People may have been sour about it after the fact, but there’s no doubt about the impact and effectiveness of The Blair Witch Project‘s marketing. It was so brilliant, the directors had us all duped into believing that this was the real deal — these young folks were actually missing. There were so many excellent trailers for this film that I’ve put two on here. The sparse details, minimal actual footage drives you into a frenzy, and it’s hard to get it out of your head — even if you know the legend is invented.

4. Schindler’s List (1993)

When a trailer needs hardly any dialogue to demonstrate the power of the film, it is a testament to its source material. That absolutely applies to the trailer for Steven Spielberg’s classic, Schindler’s List. If the stark, black-and-white images don’t give you chills, you’re probably a cyborg. Or a Nazi.

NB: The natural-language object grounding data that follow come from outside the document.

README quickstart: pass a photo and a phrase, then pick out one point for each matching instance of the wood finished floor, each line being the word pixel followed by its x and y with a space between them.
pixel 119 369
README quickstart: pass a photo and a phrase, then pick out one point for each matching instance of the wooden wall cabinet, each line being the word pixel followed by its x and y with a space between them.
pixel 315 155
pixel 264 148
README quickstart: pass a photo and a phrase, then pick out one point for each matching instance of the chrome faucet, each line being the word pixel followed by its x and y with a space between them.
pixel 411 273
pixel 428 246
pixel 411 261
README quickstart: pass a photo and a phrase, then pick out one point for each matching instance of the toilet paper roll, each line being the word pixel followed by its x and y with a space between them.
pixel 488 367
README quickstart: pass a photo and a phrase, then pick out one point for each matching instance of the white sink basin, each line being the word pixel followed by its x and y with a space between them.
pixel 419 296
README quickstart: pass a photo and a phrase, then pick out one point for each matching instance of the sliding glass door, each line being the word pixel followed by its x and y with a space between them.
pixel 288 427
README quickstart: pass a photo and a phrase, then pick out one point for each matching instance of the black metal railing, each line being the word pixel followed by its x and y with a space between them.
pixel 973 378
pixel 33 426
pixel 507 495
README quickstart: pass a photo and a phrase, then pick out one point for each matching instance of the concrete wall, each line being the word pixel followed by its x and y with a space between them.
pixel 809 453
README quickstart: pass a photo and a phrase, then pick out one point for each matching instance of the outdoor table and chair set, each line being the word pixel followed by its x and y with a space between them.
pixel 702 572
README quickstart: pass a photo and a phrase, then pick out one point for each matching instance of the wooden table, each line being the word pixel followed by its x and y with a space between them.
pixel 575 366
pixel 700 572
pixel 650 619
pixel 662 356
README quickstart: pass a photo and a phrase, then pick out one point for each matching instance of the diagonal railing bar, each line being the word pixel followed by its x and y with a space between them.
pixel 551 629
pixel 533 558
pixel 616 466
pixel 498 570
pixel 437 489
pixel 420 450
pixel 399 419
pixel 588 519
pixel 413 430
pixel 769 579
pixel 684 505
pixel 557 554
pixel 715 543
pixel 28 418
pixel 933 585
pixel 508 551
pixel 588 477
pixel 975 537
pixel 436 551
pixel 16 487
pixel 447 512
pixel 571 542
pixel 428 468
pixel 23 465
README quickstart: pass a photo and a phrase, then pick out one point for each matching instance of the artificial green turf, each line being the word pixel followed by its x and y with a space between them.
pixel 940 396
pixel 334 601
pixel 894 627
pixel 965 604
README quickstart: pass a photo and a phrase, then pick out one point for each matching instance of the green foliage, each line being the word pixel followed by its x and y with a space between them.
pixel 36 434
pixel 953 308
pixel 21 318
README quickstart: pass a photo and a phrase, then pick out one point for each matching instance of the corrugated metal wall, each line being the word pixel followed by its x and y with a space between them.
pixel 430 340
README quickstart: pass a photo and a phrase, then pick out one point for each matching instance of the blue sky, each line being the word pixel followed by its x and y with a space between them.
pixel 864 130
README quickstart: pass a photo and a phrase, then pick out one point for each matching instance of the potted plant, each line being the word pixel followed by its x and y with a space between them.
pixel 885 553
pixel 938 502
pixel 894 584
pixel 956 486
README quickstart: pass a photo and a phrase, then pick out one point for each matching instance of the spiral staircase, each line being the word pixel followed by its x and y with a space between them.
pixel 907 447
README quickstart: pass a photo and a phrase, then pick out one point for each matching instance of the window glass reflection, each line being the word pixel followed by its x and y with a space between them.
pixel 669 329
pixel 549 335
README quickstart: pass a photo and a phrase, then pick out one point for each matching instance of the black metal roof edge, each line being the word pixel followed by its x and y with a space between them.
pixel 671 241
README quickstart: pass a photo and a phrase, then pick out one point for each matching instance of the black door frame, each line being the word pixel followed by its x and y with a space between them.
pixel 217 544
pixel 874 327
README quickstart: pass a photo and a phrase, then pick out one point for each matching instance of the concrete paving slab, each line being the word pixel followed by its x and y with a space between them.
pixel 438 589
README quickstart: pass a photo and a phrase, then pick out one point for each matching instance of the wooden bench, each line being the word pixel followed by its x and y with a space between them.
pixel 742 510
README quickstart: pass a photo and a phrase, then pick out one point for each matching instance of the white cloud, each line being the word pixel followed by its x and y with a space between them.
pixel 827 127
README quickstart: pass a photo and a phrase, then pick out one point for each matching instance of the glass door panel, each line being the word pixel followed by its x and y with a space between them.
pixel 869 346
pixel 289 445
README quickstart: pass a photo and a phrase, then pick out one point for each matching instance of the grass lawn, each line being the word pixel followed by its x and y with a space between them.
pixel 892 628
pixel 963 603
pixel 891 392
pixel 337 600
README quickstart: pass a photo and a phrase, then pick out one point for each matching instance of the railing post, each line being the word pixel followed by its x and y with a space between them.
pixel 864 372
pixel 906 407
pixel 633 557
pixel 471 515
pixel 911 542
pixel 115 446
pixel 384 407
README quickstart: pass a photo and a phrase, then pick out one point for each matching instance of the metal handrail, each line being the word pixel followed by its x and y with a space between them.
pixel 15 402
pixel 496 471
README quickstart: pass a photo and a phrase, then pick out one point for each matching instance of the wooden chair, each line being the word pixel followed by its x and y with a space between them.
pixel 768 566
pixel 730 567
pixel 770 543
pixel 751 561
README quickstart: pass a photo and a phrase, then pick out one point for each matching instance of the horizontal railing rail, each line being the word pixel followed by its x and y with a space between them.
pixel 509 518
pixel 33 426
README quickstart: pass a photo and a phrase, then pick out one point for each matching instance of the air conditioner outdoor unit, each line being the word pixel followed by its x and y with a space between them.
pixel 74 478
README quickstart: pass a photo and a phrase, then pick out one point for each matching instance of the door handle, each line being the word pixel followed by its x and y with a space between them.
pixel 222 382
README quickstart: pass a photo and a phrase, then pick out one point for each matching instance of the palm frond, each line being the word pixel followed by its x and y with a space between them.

3. There Will Be Blood (2007)

Like the ingenious film itself, the trailer gradually and conspicuously builds in its foreboding and disquiet, carried along the whole way by the increasingly menacing portrayal by Daniel Day-Lewis. Again, as can be noted for each on the list, the trailer accurately recognizes the strengths of the film, in this case, the sheer force of the acting.

2. Alien (1979)

Ah! We want to see the alien so badly. You’re not sure what you’re looking at, actually, until the egg cracks. And after that, you’re not sure what you’re looking at. The short cuts and blazing lights and unidentifiable noises wreak havoc on the senses and instill the jolting sense of fear that you can’t handle what the smokescreen of effects is hiding.

1. The Shining (1980)

Undoubtedly, my favorite moment in movie trailer history is when the blood laps up onto the camera lens. It recedes just enough to give us a “rosy” look at the flood of think fluid rushing through the hallway. No Jack, no dialogue. Just a static, unsettling look at the doors and simple ascending title credits. Then, bam! The flood doesn’t make you jump, but as it comes nearer, one can’t help but recoil. It’s the sort of unease that haunts you throughout the film, and Kubrick recreates it here, in about 90 seconds.